Newby-Alexander said many people believed the Emancipation Proclamation ended slavery, but language in the U.S.  Constitution had to be changed to achieve this goal.

The Proclamation only freed slaves “in states in rebellion against the federal government,” which were in the South, for the most part. It did not free slaves who were in the border states.

“Most of the  people, who opposed the amendment in the Congress were from the free Union states,” said Newby-Alexander. “Remember, there were no southerners in the Congress at the time because the Confederate states has seceded from the Union.”

Once the states ratified the 13th Amendment and slavery ended, the issue of citizenship and equal protection under the law were addressed, with congressional passage and state ratification of the 14th Amendment in 1868.

The nation thought it had settled the citizens’ issue  with the 1790 Naturalization Law, which  said that only free and White people could be citizens, even immigrants, Newby-Alexander said.

Dr. Newby-Alexander said the Dred Scott decision  by the U.S. Supreme Court, pointed out that not even free Blacks were granted citizenship, because they were not citizens, thus had no rights White people had to respect.

“Even Native Americans … who were born in the nation for the most part, were not citizens,” said Dr. Newby-Alexander.  “Imagine Native Americans not being granted that right until 1923. This is ironic, when you had Whites seeking to claim ancestry with Native Americans.”

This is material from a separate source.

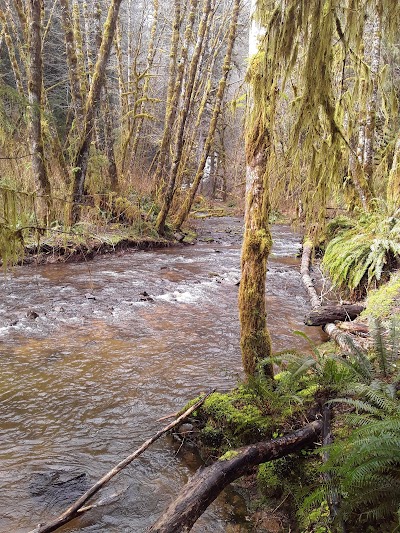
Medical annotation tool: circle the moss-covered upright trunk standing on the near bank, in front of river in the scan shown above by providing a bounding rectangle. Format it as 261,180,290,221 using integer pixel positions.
239,0,273,376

At a ceremony at the Capitol attended by congressional leaders and civil rights activists on December 6, the 150th anniversary of the ratification of the 13th Amendment,  President Barack H. Obama sought to place the end of slavery in the broader context of the nation’s troubled history, saying the issue “was never simply about civil rights; it was about the meaning of America, the kind of country we wanted to be.”